Durante años estuvo este prestigioso orfebre devanándose los sesos para aturdir de amor a la esposa del zar Alejandro, con una nueva sorpresa que se escondía a los ojos de todos, encerrada en la cáscara ricamente decorada de sus joyas ovíparas. Con Elvira todo hubiera sido más fácil.
Cuando Elvira se pinta su ovalado rostro, con los dedos engatusados por el ritmo de alguna canción de exotismo indígena, se despierta en el que lo observa el gozo inquietante de atesorarlo como una gema preciosa de embriagadores colores, de lamerlo, buscando el sabor de un caramelo que a buen seguro lleva a la psicodelia.

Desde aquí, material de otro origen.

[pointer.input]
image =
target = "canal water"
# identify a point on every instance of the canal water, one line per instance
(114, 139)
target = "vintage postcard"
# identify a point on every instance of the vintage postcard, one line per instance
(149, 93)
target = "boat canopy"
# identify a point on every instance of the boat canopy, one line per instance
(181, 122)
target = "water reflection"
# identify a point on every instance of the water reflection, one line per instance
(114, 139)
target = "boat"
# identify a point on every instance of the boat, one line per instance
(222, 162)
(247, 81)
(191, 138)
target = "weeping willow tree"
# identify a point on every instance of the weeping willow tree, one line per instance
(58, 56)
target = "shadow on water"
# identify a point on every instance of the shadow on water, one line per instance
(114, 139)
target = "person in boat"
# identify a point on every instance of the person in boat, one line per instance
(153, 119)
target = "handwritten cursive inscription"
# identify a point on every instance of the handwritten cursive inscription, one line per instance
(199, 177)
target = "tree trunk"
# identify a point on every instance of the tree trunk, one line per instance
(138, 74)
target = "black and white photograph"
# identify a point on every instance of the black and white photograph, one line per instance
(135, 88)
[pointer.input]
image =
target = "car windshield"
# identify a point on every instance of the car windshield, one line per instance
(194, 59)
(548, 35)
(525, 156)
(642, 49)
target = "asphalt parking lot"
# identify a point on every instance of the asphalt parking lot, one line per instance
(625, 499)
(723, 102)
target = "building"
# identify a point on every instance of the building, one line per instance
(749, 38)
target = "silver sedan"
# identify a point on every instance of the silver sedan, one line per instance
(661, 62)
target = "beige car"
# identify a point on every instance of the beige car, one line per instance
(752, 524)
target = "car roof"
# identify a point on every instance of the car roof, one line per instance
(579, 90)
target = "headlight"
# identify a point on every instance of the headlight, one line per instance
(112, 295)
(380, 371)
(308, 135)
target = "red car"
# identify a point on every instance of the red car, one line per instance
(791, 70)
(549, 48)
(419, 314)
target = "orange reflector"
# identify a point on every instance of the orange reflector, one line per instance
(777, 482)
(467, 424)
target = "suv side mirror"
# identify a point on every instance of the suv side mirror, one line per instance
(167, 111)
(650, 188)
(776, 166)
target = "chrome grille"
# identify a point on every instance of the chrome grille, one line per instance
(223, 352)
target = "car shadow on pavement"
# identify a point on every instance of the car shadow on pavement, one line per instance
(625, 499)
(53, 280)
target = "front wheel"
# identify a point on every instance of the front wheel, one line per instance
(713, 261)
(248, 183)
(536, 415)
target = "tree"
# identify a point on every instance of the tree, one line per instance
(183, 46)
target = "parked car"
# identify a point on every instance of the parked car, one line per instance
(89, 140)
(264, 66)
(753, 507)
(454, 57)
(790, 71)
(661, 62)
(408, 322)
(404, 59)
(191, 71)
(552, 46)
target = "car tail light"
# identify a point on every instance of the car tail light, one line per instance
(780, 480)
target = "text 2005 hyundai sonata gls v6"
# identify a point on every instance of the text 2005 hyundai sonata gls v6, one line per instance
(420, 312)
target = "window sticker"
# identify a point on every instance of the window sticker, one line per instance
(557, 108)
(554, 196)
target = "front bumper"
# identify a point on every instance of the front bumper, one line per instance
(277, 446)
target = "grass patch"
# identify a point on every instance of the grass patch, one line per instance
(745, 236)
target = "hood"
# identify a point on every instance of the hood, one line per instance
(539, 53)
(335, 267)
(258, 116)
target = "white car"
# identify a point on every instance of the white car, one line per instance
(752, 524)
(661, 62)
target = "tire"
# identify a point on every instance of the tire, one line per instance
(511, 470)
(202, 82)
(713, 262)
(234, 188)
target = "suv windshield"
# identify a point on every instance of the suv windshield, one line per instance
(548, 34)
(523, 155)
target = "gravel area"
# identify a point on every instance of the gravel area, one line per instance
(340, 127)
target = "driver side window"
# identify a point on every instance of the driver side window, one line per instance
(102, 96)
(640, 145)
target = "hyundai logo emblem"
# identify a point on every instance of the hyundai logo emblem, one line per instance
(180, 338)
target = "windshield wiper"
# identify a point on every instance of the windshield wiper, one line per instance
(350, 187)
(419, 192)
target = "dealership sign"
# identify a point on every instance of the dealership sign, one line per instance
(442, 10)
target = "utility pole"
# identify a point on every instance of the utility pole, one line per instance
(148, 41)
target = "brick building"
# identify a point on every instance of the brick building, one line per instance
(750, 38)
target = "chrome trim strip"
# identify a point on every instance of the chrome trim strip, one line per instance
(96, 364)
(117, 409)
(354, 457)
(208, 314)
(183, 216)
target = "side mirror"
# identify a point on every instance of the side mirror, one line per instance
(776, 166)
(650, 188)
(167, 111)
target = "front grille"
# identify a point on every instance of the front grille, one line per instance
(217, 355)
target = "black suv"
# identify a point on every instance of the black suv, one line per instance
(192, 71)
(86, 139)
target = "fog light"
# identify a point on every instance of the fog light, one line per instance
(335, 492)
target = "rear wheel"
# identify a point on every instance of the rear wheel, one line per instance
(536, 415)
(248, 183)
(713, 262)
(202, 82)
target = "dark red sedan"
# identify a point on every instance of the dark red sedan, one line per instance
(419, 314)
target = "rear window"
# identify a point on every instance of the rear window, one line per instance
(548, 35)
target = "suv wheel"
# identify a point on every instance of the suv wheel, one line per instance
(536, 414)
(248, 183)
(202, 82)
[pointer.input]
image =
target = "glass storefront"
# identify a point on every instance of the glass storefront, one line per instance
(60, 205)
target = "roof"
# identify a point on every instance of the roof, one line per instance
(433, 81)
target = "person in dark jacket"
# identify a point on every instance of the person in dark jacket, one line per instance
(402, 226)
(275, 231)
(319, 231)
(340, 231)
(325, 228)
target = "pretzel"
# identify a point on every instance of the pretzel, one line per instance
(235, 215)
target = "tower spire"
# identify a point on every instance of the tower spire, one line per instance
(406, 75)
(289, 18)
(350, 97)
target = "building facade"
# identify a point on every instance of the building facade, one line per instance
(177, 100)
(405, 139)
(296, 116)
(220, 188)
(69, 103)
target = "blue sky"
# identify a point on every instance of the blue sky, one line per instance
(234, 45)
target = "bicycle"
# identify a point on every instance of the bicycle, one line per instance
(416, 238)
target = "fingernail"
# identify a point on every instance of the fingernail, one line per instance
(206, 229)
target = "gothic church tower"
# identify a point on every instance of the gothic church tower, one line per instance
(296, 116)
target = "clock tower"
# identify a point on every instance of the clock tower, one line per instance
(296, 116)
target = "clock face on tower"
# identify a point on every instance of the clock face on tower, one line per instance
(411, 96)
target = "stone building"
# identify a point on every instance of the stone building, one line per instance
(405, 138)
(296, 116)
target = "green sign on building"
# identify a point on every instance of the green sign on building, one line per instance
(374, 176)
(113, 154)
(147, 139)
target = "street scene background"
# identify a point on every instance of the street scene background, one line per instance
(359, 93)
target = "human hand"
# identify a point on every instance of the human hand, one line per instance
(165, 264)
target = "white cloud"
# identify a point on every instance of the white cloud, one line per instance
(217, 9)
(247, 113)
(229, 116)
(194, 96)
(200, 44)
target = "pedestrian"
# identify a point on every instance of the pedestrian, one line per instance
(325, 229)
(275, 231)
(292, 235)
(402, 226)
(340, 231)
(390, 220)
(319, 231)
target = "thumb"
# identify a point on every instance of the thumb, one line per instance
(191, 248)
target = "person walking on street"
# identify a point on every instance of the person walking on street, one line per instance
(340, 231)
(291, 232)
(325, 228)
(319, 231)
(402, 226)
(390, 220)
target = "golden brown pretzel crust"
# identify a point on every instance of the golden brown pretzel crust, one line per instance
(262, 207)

Esta artista conquense, afincada en Valencia, trabaja su cara con la misma determinación que las tribus cuando se acicalan para una guerra de resultado incierto, o para vivir un romance a todas luces impuesto, sepultados los verdaderos sentimientos por capas de pintura que no alcanzan a ocultar el anhelo de algo diferente en la mirada.
La Elvira que se esconde bajo un dislate de afeites de color, se muestra sin mostrarse, ocultando secretos que solo en sus ojos se intuyen, como Katrinas con sobredosis de oxitocina, como Pollocks de buen humor, como actrices del cine mudo, como huevos de Fabergé gloriosamente jibarizados que posan presuntuosos o tímidos, pero siempre mirando a la cámara, escrutando al espectador, emboscados tras la pintura.